Lombardia, al via il progetto pilota dell’ostetrica a domicilio per le neomamme

Coinvolte sette province. Bertolaso: «Investiamo su prevenzione e natalità»

Regione Lombardia lancia un nuovo progetto a sostegno delle neomamme e dei loro bambini. Con una delibera approvata dalla Giunta, prende il via la sperimentazione “Continuità assistenziale ostetrica: la prima visita domiciliare dopo il parto”, che prevede la presenza di un’ostetrica direttamente a casa delle donne nei giorni successivi alla nascita.
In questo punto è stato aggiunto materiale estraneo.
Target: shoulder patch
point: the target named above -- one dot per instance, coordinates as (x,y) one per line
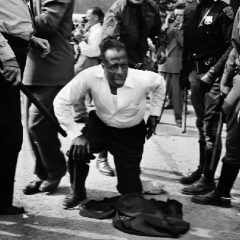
(229,12)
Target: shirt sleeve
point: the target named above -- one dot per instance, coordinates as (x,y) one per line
(158,89)
(91,49)
(73,93)
(6,52)
(229,70)
(51,16)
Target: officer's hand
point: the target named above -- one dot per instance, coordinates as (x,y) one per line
(161,55)
(80,148)
(184,81)
(204,87)
(42,45)
(11,71)
(151,126)
(224,90)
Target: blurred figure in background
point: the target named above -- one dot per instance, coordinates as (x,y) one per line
(171,68)
(45,77)
(16,33)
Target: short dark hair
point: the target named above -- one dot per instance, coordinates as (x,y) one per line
(110,43)
(98,12)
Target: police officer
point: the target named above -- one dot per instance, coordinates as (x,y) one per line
(207,43)
(230,86)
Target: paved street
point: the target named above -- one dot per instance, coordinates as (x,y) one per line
(168,155)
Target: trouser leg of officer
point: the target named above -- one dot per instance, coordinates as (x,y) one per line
(50,161)
(11,130)
(231,161)
(198,101)
(208,114)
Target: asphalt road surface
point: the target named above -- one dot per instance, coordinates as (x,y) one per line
(168,155)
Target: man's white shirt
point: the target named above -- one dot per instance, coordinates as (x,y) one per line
(124,110)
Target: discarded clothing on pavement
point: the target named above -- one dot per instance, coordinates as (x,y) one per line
(134,214)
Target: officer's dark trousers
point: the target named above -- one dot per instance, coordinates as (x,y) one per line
(231,108)
(207,109)
(10,127)
(126,146)
(50,161)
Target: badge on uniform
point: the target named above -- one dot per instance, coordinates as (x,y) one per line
(229,12)
(208,20)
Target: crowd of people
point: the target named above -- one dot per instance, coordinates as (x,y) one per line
(101,74)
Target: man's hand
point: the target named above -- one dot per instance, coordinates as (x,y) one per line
(224,90)
(204,87)
(42,45)
(161,56)
(11,71)
(184,81)
(80,148)
(151,126)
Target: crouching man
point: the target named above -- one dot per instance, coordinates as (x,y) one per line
(117,124)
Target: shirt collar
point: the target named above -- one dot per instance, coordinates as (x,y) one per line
(95,26)
(127,83)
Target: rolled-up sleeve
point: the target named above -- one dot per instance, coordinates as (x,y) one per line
(72,93)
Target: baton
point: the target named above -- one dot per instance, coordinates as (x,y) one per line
(184,117)
(217,142)
(42,109)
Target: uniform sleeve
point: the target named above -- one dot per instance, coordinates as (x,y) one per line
(226,23)
(73,93)
(111,25)
(51,15)
(229,70)
(6,52)
(158,89)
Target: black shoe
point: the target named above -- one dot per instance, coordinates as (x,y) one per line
(72,200)
(49,185)
(202,186)
(191,178)
(168,106)
(212,199)
(12,210)
(104,168)
(32,187)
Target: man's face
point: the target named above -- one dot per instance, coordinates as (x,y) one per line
(179,15)
(115,67)
(91,18)
(136,1)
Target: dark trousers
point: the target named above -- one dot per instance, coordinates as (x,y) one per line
(50,161)
(10,126)
(231,108)
(207,108)
(126,146)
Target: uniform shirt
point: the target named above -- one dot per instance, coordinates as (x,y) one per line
(94,37)
(124,110)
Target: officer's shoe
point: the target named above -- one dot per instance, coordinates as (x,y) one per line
(104,167)
(49,185)
(212,199)
(191,178)
(202,186)
(72,199)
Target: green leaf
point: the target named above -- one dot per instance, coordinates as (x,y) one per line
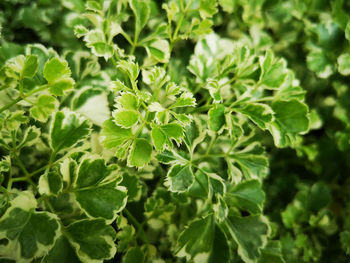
(158,138)
(114,135)
(207,8)
(291,119)
(67,129)
(50,183)
(92,240)
(217,117)
(194,134)
(30,137)
(141,10)
(96,40)
(197,238)
(126,118)
(319,63)
(320,196)
(273,71)
(43,107)
(173,131)
(272,253)
(207,184)
(28,234)
(30,66)
(247,195)
(158,51)
(228,5)
(252,162)
(261,114)
(140,153)
(94,6)
(131,68)
(127,101)
(134,254)
(57,74)
(63,251)
(179,178)
(250,234)
(344,64)
(133,185)
(97,195)
(185,100)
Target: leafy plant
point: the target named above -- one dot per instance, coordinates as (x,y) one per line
(174,131)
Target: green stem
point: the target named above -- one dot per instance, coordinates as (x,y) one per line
(138,226)
(211,144)
(20,98)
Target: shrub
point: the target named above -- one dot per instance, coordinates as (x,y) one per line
(174,131)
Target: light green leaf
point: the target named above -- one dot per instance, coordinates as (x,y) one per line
(127,101)
(30,66)
(43,107)
(201,27)
(28,234)
(167,157)
(140,153)
(50,183)
(134,254)
(94,6)
(63,251)
(67,129)
(126,118)
(92,239)
(30,137)
(194,134)
(158,138)
(344,64)
(272,253)
(217,117)
(318,62)
(228,5)
(96,40)
(80,31)
(197,238)
(291,119)
(250,233)
(273,71)
(185,100)
(259,113)
(131,68)
(158,50)
(247,195)
(132,183)
(173,131)
(97,195)
(57,74)
(179,178)
(207,184)
(252,162)
(113,135)
(141,10)
(207,8)
(347,31)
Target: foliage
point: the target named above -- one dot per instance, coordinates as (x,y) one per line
(174,131)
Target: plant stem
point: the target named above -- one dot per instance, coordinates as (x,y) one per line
(20,98)
(138,226)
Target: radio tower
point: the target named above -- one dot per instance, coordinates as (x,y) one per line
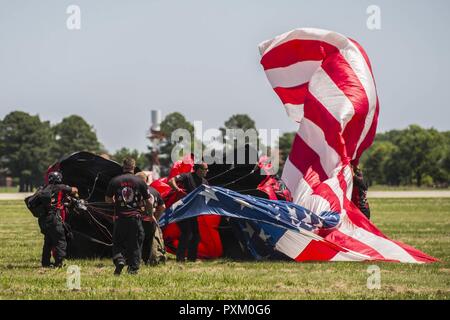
(155,136)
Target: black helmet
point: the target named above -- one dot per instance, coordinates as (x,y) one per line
(55,177)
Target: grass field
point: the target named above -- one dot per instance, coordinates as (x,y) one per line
(423,223)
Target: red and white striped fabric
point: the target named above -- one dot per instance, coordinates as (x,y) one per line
(326,84)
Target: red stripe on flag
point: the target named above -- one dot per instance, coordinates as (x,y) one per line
(364,54)
(320,116)
(367,142)
(294,51)
(351,243)
(348,82)
(293,95)
(318,251)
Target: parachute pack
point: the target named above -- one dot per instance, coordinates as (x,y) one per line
(39,201)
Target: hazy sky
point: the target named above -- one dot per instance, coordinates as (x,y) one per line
(201,58)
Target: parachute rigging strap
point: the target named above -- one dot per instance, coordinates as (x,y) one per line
(222,173)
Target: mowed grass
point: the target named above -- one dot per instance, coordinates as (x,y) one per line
(423,223)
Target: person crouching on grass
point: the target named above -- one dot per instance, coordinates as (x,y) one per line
(153,249)
(127,192)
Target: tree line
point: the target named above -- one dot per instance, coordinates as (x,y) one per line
(412,156)
(28,146)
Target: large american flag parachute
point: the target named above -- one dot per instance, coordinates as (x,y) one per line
(326,84)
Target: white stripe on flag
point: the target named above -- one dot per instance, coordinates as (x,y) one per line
(314,137)
(295,111)
(292,243)
(331,97)
(294,75)
(388,249)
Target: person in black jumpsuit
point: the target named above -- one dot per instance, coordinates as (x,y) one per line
(51,223)
(128,192)
(190,236)
(150,227)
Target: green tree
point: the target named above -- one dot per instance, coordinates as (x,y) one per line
(420,150)
(172,122)
(375,163)
(74,134)
(141,158)
(25,147)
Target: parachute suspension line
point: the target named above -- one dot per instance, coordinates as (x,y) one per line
(101,226)
(240,178)
(243,190)
(93,186)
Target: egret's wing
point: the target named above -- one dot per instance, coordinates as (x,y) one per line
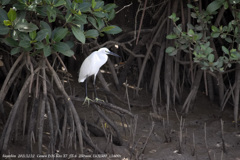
(88,67)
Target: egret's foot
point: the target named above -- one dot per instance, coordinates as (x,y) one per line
(87,100)
(97,99)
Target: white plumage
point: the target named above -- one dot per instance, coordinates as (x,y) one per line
(91,66)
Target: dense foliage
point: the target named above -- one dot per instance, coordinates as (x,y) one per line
(40,26)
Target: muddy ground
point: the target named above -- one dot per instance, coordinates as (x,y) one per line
(163,142)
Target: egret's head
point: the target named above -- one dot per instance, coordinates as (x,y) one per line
(105,50)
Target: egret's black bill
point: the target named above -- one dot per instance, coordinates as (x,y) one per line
(114,54)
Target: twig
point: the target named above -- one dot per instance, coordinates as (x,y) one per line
(205,138)
(124,7)
(105,104)
(8,127)
(141,21)
(145,143)
(222,136)
(194,146)
(69,103)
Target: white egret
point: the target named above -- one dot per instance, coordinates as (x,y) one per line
(91,66)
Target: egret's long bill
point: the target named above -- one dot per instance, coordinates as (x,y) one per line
(112,53)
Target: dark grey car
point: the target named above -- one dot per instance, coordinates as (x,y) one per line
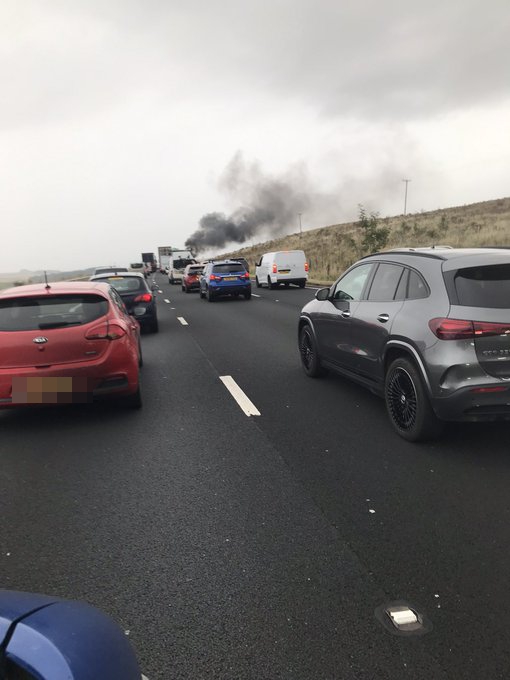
(427,328)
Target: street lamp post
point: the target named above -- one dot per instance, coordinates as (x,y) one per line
(405,195)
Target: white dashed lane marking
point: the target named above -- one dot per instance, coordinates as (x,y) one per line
(246,404)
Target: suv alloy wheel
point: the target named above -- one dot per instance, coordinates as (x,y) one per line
(408,404)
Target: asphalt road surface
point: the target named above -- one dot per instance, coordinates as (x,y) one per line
(259,547)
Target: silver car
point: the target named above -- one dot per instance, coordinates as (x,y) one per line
(428,329)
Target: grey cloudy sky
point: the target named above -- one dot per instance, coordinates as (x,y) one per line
(120,120)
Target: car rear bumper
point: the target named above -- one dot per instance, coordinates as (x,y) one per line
(469,405)
(88,382)
(287,278)
(225,289)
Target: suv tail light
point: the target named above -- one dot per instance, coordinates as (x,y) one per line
(458,329)
(105,331)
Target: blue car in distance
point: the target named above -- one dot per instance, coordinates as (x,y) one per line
(225,277)
(47,638)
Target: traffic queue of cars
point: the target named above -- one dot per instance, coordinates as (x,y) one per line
(428,329)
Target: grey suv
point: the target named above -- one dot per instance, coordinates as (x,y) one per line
(426,328)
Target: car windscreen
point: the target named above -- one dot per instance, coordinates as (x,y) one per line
(105,270)
(52,311)
(231,268)
(486,286)
(125,284)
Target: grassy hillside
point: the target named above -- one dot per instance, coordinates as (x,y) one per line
(331,249)
(25,276)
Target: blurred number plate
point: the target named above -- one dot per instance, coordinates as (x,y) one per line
(56,390)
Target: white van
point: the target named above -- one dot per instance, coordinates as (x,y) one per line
(284,266)
(178,262)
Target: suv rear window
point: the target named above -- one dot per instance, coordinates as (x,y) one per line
(58,311)
(232,268)
(181,263)
(487,286)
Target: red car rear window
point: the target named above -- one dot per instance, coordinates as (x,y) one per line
(55,311)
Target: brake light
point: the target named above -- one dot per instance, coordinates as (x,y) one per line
(452,329)
(483,328)
(458,329)
(105,331)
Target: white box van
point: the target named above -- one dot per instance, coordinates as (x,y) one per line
(178,262)
(284,266)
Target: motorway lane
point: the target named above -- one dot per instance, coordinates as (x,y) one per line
(203,551)
(439,534)
(184,523)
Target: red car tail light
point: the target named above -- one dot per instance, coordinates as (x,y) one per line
(452,329)
(105,331)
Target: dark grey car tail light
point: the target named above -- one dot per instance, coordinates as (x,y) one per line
(460,329)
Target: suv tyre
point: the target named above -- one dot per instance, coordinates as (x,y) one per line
(408,404)
(309,354)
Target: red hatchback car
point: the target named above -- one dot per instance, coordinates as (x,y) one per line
(67,342)
(191,277)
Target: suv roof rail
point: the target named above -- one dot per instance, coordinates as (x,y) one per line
(420,252)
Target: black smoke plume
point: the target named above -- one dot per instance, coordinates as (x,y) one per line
(268,205)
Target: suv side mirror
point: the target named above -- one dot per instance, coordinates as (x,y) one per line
(322,294)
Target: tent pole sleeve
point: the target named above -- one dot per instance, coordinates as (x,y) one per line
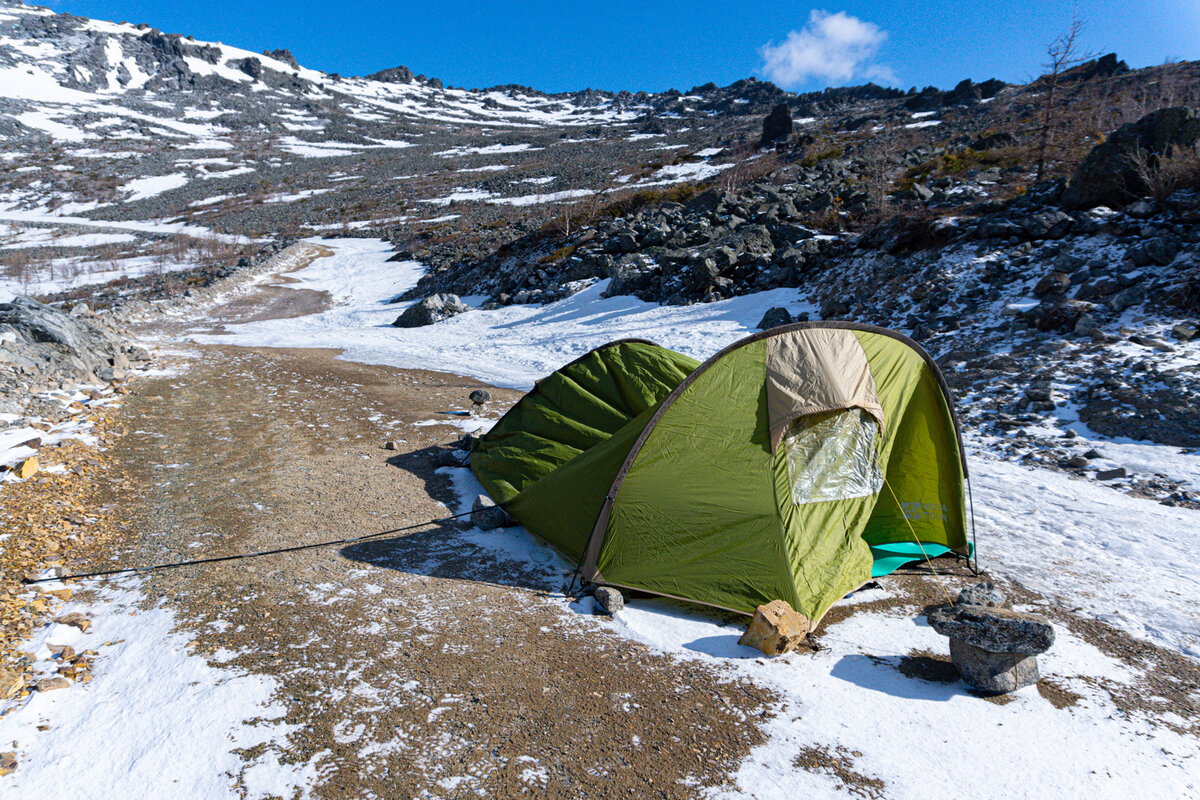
(592,554)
«Con questo progetto entriamo nelle case delle famiglie – ha dichiarato l’assessore regionale al Welfare, Guido Bertolaso –. La visita a domicilio dell’ostetrica è un gesto di vicinanza che aiuta mamma, bambino e famiglia a vivere con maggiore serenità i primi giorni insieme. È particolarmente utile nelle aree montane e periferiche, ma anche in città, perché consente di intercettare tempestivamente situazioni di difficoltà personale e sociale. Si tratta di un investimento sul benessere, sulla prevenzione e sul futuro della nostra comunità, oltre che di un tassello della nostra battaglia contro l’inverno demografico».

L’iniziativa intende accompagnare le famiglie in una fase delicata come il rientro a casa con il neonato, garantendo non solo assistenza sanitaria, ma anche supporto emotivo e pratico. L’ostetrica aiuterà le mamme nella gestione della propria salute e nell’accudimento del bambino – dall’allattamento all’igiene – e potrà segnalare eventuali difficoltà fisiche, psicologiche o sociali, attivando specialisti e servizi competenti.

La sperimentazione, che durerà 12 mesi con un finanziamento complessivo di 500.000 euro, rientra nelle azioni di contrasto al calo delle nascite e si affianca ad altri interventi regionali: dal potenziamento dei consultori ai bonus natalità, fino agli investimenti nel percorso nascita.

L’ostetrica a domicilio permetterà inoltre di valutare il contesto familiare e ambientale in cui cresce il bambino, garantendo una vera continuità assistenziale che integra il parto in ospedale con la vita quotidiana.

Il progetto coinvolgerà sette province lombarde:

  • Pavia (IRCCS San Matteo e ASST Pavia)

  • Como (ASST Lariana)

  • Varese (ASST Sette Laghi e ASST Valle Olona)

  • Sondrio (ASST Valtellina e Alto Lario)

  • Brescia (ASST Valcamonica e ASST Spedali Civili di Brescia)

  • Bergamo (ASST Papa Giovanni XXIII, ASST Bergamo Est e ASST Bergamo Ovest)

  • Milano (ASST Fatebenefratelli Sacco e IRCCS Policlinico di Milano)

 

Un’iniziativa che – sottolinea la Regione – non si limita al controllo clinico, ma offre un sostegno completo, soprattutto alle famiglie più fragili, abbattendo distanze e barriere e garantendo equità di accesso alle cure.